Увидев Энид, Торрен лишь усмехнулся.
– Ну, наконец-то. Если бы не просьба епископа Нокса, я бы никогда не стал тратить время на эту бессмысленную затею.
– Благодарю вас за заботу, – поспешно ответила Энид, инстинктивно отводя взгляд. Суровость рыцарей всегда смущала ее.
– Тогда отправляемся к деревне? – Каэлан попытался сгладить напряжённость.
– Не стоит винить в этом юную жрицу.
Энид кивнула, глядя на своих новых спутников. Такие разные, но одинаково чужие. Рыцари… Мир стали и доспехов всегда пугал её своей непреклонностью. Пожалуй, единственным исключением был Леоран. Она вспомнила, как он, еще новоиспеченный рыцарь, тайком проносил ей в библиотеку сладости после особенно суровых уроков отца. «Где ты сейчас?» – с внезапной тоской подумала она. И почему его нет рядом, когда он так нужен?

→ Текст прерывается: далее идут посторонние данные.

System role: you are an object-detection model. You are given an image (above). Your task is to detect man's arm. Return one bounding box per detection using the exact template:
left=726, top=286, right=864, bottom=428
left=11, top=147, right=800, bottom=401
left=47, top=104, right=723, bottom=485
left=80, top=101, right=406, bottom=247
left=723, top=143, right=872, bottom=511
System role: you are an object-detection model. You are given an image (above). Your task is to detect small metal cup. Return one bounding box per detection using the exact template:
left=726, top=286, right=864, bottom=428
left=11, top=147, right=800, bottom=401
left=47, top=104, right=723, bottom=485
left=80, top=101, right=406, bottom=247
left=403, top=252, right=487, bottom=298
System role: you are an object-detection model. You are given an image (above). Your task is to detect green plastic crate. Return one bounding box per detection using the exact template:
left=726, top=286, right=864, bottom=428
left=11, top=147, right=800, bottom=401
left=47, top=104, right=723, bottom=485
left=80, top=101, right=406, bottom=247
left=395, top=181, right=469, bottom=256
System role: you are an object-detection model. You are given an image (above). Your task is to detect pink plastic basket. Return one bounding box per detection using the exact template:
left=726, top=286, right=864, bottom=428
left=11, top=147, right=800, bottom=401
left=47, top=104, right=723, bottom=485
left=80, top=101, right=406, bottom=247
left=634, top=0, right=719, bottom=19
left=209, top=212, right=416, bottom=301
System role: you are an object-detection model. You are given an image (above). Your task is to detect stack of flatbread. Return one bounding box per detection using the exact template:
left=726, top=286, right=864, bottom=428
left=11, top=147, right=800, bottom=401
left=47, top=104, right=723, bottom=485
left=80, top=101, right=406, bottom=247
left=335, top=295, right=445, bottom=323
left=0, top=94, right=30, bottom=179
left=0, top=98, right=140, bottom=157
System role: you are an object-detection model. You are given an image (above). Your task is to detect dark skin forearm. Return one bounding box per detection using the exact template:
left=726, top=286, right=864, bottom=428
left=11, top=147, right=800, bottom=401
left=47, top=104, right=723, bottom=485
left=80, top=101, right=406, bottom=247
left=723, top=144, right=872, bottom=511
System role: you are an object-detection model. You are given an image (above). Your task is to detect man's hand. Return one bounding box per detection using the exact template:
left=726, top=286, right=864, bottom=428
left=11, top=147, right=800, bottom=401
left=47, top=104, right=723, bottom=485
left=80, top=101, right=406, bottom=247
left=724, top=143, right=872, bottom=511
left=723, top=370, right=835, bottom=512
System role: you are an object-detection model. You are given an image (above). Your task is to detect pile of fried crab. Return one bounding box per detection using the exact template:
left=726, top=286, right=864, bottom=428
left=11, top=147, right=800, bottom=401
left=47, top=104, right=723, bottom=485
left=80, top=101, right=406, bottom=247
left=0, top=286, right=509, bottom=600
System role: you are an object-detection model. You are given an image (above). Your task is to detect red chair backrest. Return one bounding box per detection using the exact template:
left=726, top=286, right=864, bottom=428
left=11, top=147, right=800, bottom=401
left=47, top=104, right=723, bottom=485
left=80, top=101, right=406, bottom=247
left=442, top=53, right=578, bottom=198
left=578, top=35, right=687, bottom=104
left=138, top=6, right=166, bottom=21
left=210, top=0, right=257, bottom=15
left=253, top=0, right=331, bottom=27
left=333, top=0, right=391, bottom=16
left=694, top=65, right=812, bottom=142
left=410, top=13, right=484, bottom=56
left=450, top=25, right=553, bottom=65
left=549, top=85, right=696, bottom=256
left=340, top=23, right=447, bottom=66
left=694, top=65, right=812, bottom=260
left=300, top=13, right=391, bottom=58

Вдалеке уже виднелась Воронья Поляна. Энид представляла, как исцелит бедных жителей, станет Жрицей и как отец наконец похвалит её, но резкий звук вернул её к действительности.
– Приготовься, идут, – скучным, будничным тоном бросил Торрен, доставая меч. Каэлан тут же занял позицию, прикрывая Энид с фланга.
Оглядевшись, Энид заметила несколько приближающихся сгустков тьмы. То были «Слизни» – невысокие создания Тени. Она читала о них в трактатах, видела иллюстрации, слышала проповеди. Но ничто не подготовило её к встрече с реальностью. Они не были просто отсутствием света. Они были его поглотителями. Живым, ползучим ничто.
Жар священного пламени в чаше Светоча на её поясе едва отгонял леденящий холод, исходивший от них. Когда твари напали на заросшей тропе, мир на мгновение лишился звука. Энид застыла, парализованная страхом, сковавшим не только тело, но и её Свет. Внутри звучал лишь оглушительный вопль ужаса, пока Торрен и Каэлан метались вокруг. Их клинки, вспыхивая ослепительным Светом, рассекали тьму. Она видела, как Каэлан оступился, и тень, словно живая, едкая смола, облепила его наплечник. Рыцарь с рычанием встряхнулся, и его клинок, вспыхнув, очистил доспех, но на металле остались тёмные, дымящиеся подтёки.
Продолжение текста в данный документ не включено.